Once again the organizers have depreciated the Biscuitmobile so we can do a clutch repair. We'll be at Columbia Motorsports Park in September!
Paul V. Troup
Thanks for sharing your LeMons experience and you're right, it was the oil pump that went south on us. Since we had plans to make The Buttonwillow Histrionics at Buttonwillow Raceway Park, we borrowed the original engine out of our Project F73 Camaro and tried our luck one more time. Our little 355ci powerplant survived, but this time we had overheating issues. No biggie, a sawzall to the front fascia brought in ample fresh air to the radiator and solved that problem. As of now, our future LeMons endeavors are on temporary hiatus, but when the budget is available and our team members can make it; we'll be back at it again!
One Size Doesn't Fit All
After reading your editorial in the October 2009 issue of Chevy High Performance, I'll relate a true story about a towing mishap that could have been avoided with some simple forethought.
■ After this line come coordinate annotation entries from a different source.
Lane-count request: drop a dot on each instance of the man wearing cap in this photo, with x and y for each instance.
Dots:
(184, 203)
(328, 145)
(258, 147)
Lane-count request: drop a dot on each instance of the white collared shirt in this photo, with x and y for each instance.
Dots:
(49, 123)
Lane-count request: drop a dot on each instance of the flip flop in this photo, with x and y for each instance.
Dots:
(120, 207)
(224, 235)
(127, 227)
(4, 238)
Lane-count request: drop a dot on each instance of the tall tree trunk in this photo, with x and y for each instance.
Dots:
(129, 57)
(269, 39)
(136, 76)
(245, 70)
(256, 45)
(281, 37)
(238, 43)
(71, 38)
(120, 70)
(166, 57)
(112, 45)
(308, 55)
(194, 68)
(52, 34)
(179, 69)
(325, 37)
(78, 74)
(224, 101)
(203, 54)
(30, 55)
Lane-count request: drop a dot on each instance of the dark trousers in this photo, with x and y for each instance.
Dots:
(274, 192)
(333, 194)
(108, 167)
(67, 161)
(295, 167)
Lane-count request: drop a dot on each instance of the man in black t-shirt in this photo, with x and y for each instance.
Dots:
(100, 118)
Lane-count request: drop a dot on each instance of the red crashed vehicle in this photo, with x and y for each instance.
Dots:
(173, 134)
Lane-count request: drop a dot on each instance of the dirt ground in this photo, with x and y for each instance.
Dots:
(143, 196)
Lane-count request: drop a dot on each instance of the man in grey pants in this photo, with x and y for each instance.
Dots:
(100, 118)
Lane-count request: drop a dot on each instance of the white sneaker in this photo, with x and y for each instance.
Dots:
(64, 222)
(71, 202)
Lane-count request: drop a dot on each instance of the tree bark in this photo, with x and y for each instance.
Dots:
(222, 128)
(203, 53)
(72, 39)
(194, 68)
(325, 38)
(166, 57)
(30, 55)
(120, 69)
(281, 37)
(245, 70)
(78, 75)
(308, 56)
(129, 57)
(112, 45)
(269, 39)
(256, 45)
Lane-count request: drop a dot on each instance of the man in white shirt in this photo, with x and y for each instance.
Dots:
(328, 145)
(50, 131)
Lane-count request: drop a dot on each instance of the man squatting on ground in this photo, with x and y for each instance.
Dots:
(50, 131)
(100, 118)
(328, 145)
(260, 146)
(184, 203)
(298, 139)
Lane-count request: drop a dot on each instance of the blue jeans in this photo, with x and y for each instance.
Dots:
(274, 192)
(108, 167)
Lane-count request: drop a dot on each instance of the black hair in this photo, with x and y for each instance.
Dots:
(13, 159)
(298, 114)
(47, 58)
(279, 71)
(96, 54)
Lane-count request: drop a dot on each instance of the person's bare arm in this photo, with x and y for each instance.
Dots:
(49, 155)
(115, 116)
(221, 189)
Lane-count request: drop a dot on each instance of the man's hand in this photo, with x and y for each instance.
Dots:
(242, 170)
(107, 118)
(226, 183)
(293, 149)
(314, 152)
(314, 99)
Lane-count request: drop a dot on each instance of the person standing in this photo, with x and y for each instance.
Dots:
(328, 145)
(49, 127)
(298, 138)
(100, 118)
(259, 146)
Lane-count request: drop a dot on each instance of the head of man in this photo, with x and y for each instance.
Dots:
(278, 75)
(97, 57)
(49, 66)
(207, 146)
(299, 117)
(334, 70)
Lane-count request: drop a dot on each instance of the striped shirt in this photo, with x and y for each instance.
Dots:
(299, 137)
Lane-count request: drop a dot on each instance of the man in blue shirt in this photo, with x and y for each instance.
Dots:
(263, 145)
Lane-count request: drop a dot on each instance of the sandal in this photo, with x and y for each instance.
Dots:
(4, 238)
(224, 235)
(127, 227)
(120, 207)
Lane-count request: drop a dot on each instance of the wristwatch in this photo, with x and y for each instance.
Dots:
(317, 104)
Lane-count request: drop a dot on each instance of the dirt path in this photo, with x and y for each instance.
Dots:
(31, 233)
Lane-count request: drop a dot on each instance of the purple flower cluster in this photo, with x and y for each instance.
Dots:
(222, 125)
Back in the early 1980s, my friend decided that he wanted to trailer his Chevy to an out-of-state car show. To do this he borrowed one friend's pickup truck and a second friend's open trailer. While traveling on the interstate highway through the city, he hit a bump approaching an overpass. You can guess what happened next, as the jolt decoupled the trailer from the truck and the car and trailer went down an embankment. Fortunately both came to a stop upright, causing only minor front end damage to the car. Investigation showed that the coupling on the trailer was sized for a 2-inch diameter ball and the truck was equipped with a 1 3/4-inch diameter ball. A simple check for the compatibility of parts and the addition of safety chains on the old trailer could have prevented this accident.